The Warumpi Band’s “Jailanguru Pakarnu” — recorded about 20 years ago — is brilliant, as is the cover art for one of the band’s EPs, showing a ute bogged up to its axles in NT dust and a bloke with a T-shirt reading: “I hate Noosa Heads and surfing.”

chico o'farrill
chico o'farrill
2022 years ago

warumpis were incredible, agreed.

George Rrurrambu’s performances as singer/dancer/MC are well worth tracking down – he’s as incendiary as Iggy Pop in an outback style, one of the best showmen going around i reckon.

“Jailanguru Pakarnu” was the first rock song written in aboriginal language to get national exposure.

There’s bound to be a DVD somewhere of the Midnight Oil/Warumpis tour.

"B"
"B"
2022 years ago

Their avowed purpose in reforming is to help encourage and support young Yolngu musicians and serve as role models for them.

I got the impression he was referring primarily to the Roper River mob who are not Yolngu,(that lot is further north – Yothu Yindi territory) although he was no doubt talking about all young musicians in remote communities including the Yolngu lot- although from the little I saw of Roper/Ngukurr and the surrounding communities – the young people can use all the inspiration and direction they can get.

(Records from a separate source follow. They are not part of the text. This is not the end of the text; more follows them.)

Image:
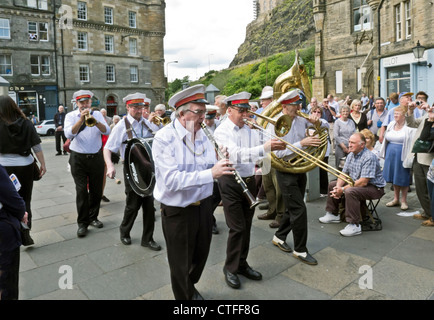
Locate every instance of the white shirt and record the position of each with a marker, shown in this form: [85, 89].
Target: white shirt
[119, 133]
[89, 139]
[182, 169]
[243, 144]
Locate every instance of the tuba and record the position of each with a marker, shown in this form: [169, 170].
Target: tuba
[295, 78]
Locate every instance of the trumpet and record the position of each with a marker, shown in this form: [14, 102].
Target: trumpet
[158, 120]
[306, 155]
[250, 198]
[89, 120]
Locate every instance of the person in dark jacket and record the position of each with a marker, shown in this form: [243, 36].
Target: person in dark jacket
[12, 211]
[18, 140]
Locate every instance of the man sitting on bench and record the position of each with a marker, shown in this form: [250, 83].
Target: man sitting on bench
[364, 168]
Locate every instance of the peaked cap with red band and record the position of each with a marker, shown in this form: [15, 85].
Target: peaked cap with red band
[195, 94]
[290, 97]
[82, 95]
[238, 100]
[136, 99]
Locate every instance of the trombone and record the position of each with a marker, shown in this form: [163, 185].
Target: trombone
[303, 154]
[158, 120]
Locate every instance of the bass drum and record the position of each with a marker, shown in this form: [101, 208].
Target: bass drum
[139, 166]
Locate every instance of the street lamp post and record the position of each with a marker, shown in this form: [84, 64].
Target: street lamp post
[167, 69]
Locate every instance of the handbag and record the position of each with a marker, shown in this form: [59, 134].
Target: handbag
[26, 239]
[422, 146]
[36, 170]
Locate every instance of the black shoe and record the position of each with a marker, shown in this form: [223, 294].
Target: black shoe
[82, 232]
[215, 230]
[249, 273]
[282, 246]
[152, 245]
[231, 279]
[97, 224]
[125, 240]
[197, 295]
[308, 259]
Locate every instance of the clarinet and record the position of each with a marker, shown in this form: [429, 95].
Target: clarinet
[250, 198]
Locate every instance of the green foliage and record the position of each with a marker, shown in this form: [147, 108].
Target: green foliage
[251, 77]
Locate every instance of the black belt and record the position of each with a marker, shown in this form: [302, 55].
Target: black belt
[87, 155]
[247, 179]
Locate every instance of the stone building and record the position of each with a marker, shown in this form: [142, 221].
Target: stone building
[111, 47]
[27, 55]
[366, 46]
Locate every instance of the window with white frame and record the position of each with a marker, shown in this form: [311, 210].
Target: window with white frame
[407, 8]
[6, 65]
[45, 65]
[132, 19]
[362, 15]
[5, 29]
[38, 31]
[39, 65]
[39, 4]
[109, 43]
[108, 15]
[110, 73]
[82, 41]
[81, 10]
[134, 74]
[84, 73]
[34, 65]
[398, 22]
[133, 46]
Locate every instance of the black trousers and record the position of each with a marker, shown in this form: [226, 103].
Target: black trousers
[87, 170]
[239, 218]
[133, 204]
[188, 233]
[9, 274]
[58, 135]
[293, 187]
[25, 177]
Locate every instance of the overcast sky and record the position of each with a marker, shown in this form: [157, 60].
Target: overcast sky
[203, 35]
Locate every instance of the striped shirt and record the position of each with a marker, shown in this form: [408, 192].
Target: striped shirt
[365, 164]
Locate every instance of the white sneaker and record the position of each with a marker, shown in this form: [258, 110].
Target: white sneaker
[351, 230]
[329, 218]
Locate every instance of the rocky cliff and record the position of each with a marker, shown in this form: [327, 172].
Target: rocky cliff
[287, 27]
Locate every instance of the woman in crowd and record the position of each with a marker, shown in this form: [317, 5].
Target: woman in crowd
[359, 118]
[323, 174]
[397, 142]
[12, 210]
[343, 129]
[370, 141]
[17, 138]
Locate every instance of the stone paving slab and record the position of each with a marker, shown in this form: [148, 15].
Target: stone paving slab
[400, 256]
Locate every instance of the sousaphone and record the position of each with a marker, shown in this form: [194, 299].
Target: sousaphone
[295, 78]
[139, 166]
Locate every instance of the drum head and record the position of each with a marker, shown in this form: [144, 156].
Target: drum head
[139, 167]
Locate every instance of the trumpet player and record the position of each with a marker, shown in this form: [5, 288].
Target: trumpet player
[245, 149]
[86, 159]
[293, 185]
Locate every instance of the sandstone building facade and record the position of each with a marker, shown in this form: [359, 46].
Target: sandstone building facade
[111, 47]
[365, 46]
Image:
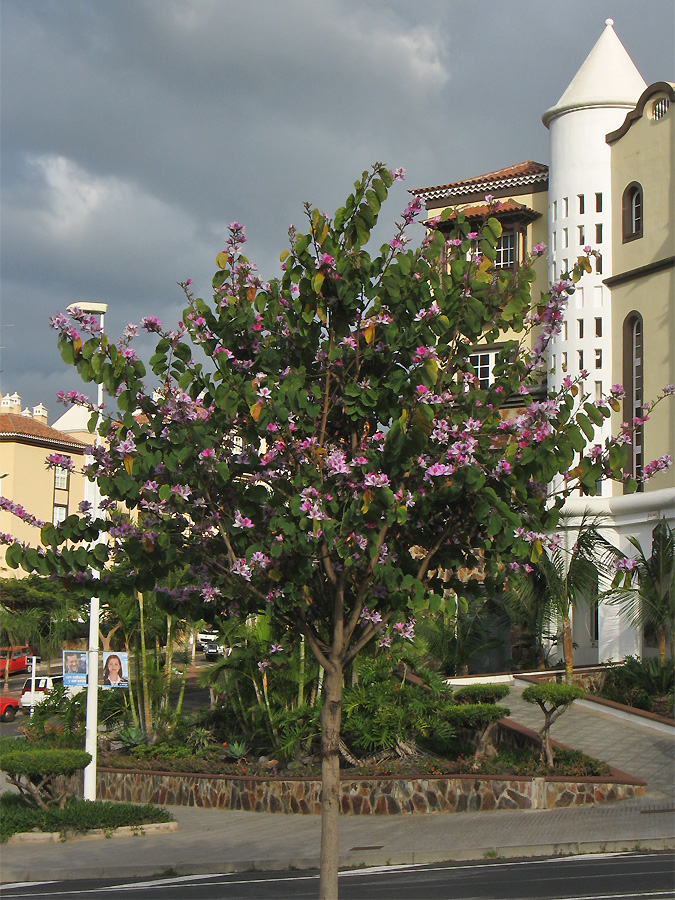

It’s a wild, dull world out there.

Graham
2022 years ago

I mean, I like Slim Dusty, AC/DC and reggae too, but not _all at the same time_. But perhaps that’s because I actually come from a minority, the freshwater people.

Goetz von Berlichingen
Goetz von Berlichingen
2022 years ago

I always have a bit of a problem with rock music being called ‘indigenous’ – played by indigenous people perhaps.

If the Dublin Orchestra came here for classical concerts no-one would call it “irish” music.

Norman
Norman
2022 years ago

The word “indigenous”, G.vonB., is a fine example of what postmodernist political correctness can do with the language. It’s far from alone, however, in this regard.

Ken Parish
Ken Parish
2022 years ago

OK I concede defeat. “B” has been browbeating me for using “Yolngu” to describe Aboriginal people from S-E Arnhemland when its actual derivation is N-E Arnhemland, and for failing instantly to accept that I was wrong. I reckon the word is increasingly used, at least by whitefellas, as shorthand for Top End Aboriginal people generally (a bit like “Koori” is used down south), and I was quite consciously using it in that borrowed sense. However, even then, its use wouldn’t be correct in the context I employed it, because it’s clear that the Yugul band members are aiming predominantly to support and serve as role models for young Aboriginal musicians in their own (Roper River) region rather than helping Aboriginal musicians generally. Consequently I’ve struck out “Yolngu” in the main text and substituted “Roper River mob. So “B” has a clear win on the board, and I’m happy to acknowledge it.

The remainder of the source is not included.